Model-wise, I use a typical MobileNetV2 pre-trained on ImageNet with a 10-class classification layer on top. The model has about 2.2M trainable parameters. MovileNetV2 is considered a lightweight model that achieves medium to high accuracy on most typical computer vision benchmark datasets.

The model remains static throughout the experiments. The training parameters also remain frozen. I train for a maximum of 100 epochs using early stopping monitored on val_loss (patience=5), with adam optimizer, typical 1e-4 learning rate with decay (patience=2), and a batch size of 180. An overall pretty standard setup.

‍

The only changes I am allowed to make are data-related, e.g. include more data, delete data, infuse label noise, include augmentation techniques, etc.

Baseline Performance

In my first experiment I set the baseline performance using only 50% of the available data.

Following on, you will see the effects of increasing the training data!

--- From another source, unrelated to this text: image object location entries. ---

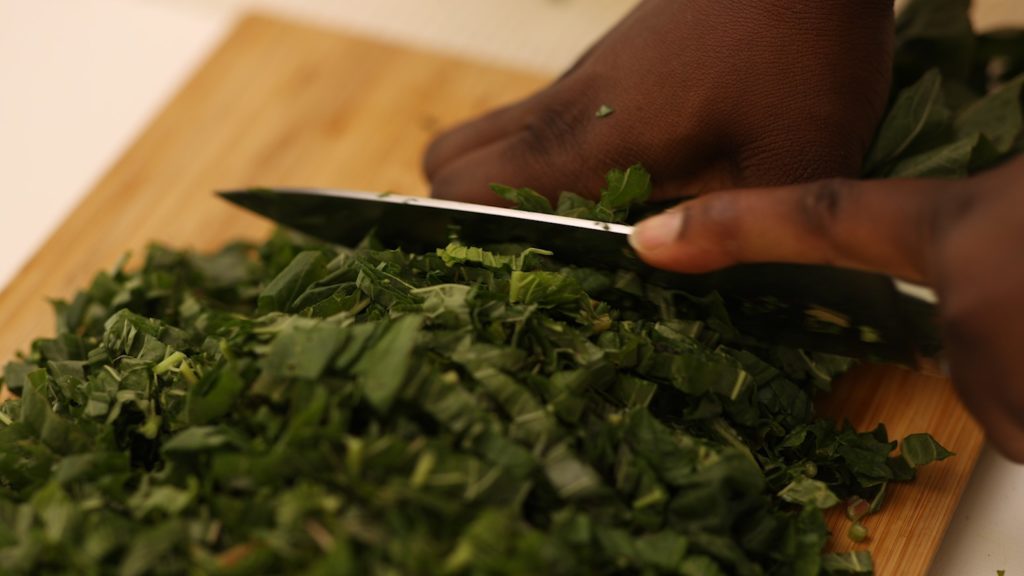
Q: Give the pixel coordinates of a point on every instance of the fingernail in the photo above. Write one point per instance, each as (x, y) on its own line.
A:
(657, 232)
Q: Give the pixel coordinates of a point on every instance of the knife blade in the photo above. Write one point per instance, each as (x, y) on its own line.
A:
(820, 309)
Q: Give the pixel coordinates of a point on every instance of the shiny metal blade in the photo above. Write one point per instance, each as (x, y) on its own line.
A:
(819, 307)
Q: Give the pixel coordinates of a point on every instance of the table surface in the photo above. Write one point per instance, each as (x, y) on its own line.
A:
(81, 78)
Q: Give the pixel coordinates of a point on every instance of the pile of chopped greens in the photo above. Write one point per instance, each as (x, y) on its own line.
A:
(294, 407)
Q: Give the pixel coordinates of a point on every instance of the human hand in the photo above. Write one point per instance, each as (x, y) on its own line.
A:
(966, 238)
(707, 94)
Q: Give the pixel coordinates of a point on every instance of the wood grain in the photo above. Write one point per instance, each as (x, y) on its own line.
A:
(284, 105)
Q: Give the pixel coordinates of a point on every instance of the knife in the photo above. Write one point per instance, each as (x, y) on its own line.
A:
(821, 309)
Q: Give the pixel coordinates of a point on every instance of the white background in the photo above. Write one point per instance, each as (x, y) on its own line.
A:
(79, 79)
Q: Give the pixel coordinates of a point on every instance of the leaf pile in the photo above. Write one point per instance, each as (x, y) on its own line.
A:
(957, 101)
(300, 408)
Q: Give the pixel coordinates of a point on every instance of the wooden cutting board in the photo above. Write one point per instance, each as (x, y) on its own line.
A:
(285, 105)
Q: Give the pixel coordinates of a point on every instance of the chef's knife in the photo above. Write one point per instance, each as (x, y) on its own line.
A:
(818, 307)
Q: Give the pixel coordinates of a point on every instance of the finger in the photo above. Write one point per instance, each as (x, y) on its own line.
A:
(885, 225)
(988, 379)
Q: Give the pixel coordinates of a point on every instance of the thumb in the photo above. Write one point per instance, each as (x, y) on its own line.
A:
(883, 225)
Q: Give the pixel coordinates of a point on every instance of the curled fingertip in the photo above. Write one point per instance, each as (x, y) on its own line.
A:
(657, 233)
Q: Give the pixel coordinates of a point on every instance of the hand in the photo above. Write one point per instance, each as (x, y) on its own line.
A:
(707, 94)
(966, 238)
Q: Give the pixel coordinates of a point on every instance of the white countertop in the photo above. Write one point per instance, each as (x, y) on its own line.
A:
(79, 79)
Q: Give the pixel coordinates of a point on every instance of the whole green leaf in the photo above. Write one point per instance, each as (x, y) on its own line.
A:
(384, 364)
(997, 117)
(921, 449)
(950, 161)
(809, 492)
(918, 111)
(306, 268)
(523, 198)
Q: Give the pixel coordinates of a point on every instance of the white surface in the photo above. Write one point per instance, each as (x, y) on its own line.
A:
(80, 78)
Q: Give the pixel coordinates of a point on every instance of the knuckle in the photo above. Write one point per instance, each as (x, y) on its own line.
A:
(555, 128)
(822, 205)
(822, 208)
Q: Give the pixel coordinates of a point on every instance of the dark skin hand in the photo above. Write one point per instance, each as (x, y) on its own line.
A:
(711, 95)
(707, 94)
(966, 238)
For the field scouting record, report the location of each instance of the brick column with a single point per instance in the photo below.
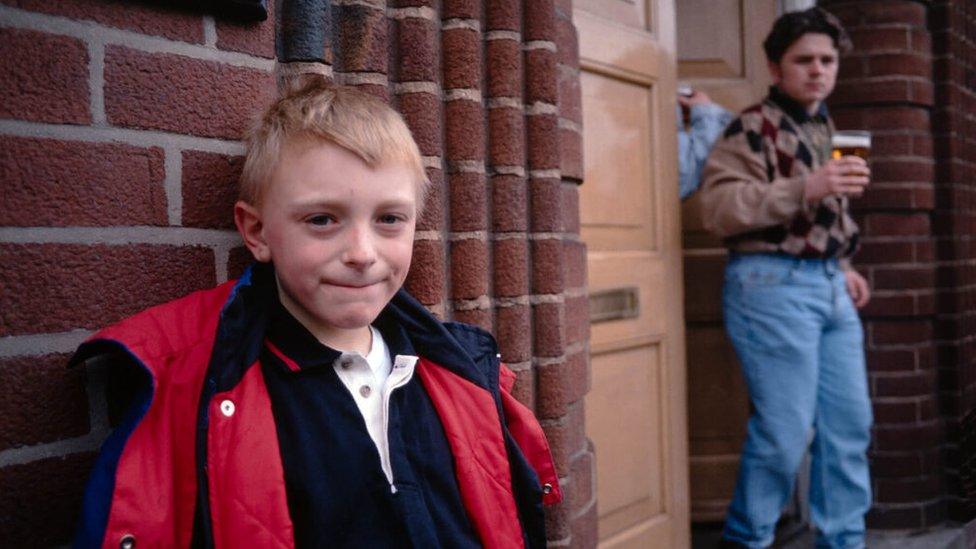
(906, 81)
(120, 129)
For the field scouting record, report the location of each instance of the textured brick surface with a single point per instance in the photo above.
(93, 286)
(210, 189)
(362, 39)
(42, 500)
(50, 182)
(255, 38)
(179, 94)
(43, 78)
(157, 19)
(469, 202)
(469, 269)
(462, 58)
(426, 278)
(41, 400)
(511, 265)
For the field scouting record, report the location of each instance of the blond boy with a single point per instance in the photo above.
(313, 402)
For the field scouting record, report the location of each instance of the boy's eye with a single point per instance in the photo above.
(319, 220)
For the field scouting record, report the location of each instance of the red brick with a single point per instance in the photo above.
(417, 44)
(547, 324)
(903, 333)
(362, 39)
(93, 286)
(547, 266)
(210, 189)
(539, 20)
(514, 332)
(891, 360)
(912, 171)
(543, 141)
(155, 19)
(577, 319)
(900, 64)
(469, 269)
(238, 260)
(567, 437)
(462, 58)
(570, 97)
(571, 154)
(469, 202)
(917, 384)
(255, 38)
(464, 130)
(567, 43)
(183, 95)
(503, 68)
(475, 317)
(49, 182)
(422, 112)
(561, 384)
(878, 39)
(914, 277)
(541, 81)
(41, 400)
(914, 224)
(426, 279)
(571, 219)
(503, 15)
(574, 262)
(511, 267)
(546, 205)
(885, 517)
(509, 197)
(506, 141)
(41, 500)
(907, 490)
(461, 9)
(432, 218)
(43, 78)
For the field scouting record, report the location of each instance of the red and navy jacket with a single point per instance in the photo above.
(177, 467)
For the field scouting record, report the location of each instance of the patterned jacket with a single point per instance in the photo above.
(753, 195)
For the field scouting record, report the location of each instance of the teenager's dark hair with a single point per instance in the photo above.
(791, 26)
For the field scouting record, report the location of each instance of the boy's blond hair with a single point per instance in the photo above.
(353, 120)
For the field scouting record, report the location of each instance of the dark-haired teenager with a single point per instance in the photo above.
(780, 204)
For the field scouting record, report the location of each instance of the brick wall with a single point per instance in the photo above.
(119, 154)
(906, 82)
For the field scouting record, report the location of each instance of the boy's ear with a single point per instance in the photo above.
(249, 224)
(774, 71)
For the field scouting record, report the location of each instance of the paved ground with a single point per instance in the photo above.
(954, 537)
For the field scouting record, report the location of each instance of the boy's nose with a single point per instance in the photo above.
(360, 250)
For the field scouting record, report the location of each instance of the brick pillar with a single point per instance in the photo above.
(906, 80)
(120, 128)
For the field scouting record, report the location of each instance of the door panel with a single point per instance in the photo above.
(635, 410)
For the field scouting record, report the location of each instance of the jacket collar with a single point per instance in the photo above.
(795, 110)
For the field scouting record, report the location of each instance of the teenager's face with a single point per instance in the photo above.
(339, 232)
(808, 70)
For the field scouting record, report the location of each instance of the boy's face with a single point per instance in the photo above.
(339, 232)
(808, 70)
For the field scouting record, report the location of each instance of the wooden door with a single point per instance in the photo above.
(635, 410)
(720, 52)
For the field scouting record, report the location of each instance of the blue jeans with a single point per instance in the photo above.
(800, 342)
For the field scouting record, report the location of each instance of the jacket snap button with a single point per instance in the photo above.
(227, 408)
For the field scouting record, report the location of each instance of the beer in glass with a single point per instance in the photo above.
(850, 143)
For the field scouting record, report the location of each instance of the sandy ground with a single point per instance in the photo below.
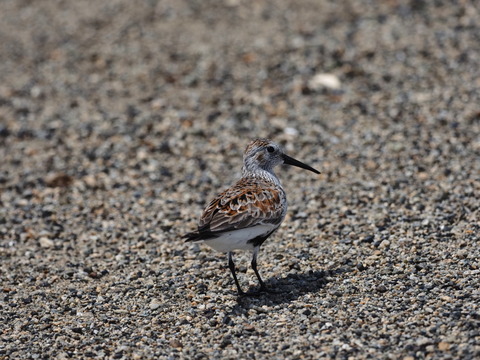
(119, 120)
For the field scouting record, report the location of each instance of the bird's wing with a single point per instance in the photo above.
(248, 203)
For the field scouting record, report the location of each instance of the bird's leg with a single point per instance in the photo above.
(231, 265)
(263, 287)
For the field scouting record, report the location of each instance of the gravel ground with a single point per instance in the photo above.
(119, 120)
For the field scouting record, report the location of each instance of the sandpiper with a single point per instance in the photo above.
(246, 214)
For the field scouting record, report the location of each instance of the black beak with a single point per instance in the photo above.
(291, 161)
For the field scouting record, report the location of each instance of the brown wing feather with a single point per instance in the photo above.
(247, 203)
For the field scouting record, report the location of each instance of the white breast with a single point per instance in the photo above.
(238, 239)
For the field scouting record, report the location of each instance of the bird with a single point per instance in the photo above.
(247, 213)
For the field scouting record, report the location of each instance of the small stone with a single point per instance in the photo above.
(154, 304)
(328, 81)
(46, 242)
(443, 346)
(176, 343)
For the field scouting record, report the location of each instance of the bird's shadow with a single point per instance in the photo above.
(290, 287)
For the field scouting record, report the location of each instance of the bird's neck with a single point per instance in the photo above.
(267, 175)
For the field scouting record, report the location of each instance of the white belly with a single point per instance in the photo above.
(238, 239)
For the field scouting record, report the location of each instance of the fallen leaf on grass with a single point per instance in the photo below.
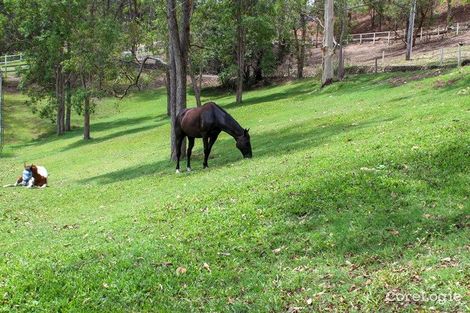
(294, 309)
(206, 266)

The baseline training dataset is very well-balanced. Class frequency lies around 10% for each of the 10 classes.

‍

Fig. 3: Loading the baseline dataset, using only 50% of the available CIFAR-10 training samples.

‍

Fig. 4: Class frequency distribution of our baseline training dataset with 20K samples.

‍

1. We train the model on the above dataset. The training curves don’t show any serious abnormalities, except for a rather large gap between train-val sets.

Fig. 5: Learning curves of the baseline model.

‍

2. We evaluate the model’s performance on the validation dataset. Overall we get a medium-to-high performance, with open room for improvement.

The network seems to mostly struggle with classifying correctly classes 2, 3, 4, and 5, namely ‘birds’, ‘cats’, ‘deers’, and our best friends ‘dogs’.

‍

Fig. 6: Baseline model’s results on the validation dataset.

‍

3. Plotting the confusion matrix gives us more information about potential biases and common mistakes.

We observe a bias towards class 4, the lovely `deers`. Many misclassifications target class 4. Similar problems arise for classes 2,3 and 7.
There is high confusion between classes 3 and 5, the eternal ‘cats’ vs ‘dogs’ war. A similar pattern also arises for classes 0 (‘airplane’) and 1 (‘automobile’).

‍

Fig. 7: Baseline model’s confusion matrix on the baseline validation dataset.

‍

The Effects of Quality Data - Training with Noisy Labels

We all know the quote, “Garbage in, garbage out”. Let’s see if it really holds!

I deliberately infest the training labels in our baseline dataset with noise, randomly changing the label of a sample.

‍

Bear in mind we change nothing in the validation and test sets. The figures below show how many mistakes we introduced to each class.

‍

Fig. 8: Frequency of errors deliberately infused in the training dataset. The left figure applies to 1% error noise while the right figure applies to 10% error noise. The x-axis denotes the class id while the y-axis denotes the error frequency.

‍

Despite the changes, the overall class distribution still remains balanced. Since errors are introduced randomly with homogeneous probability, we don’t expect any strong imbalance.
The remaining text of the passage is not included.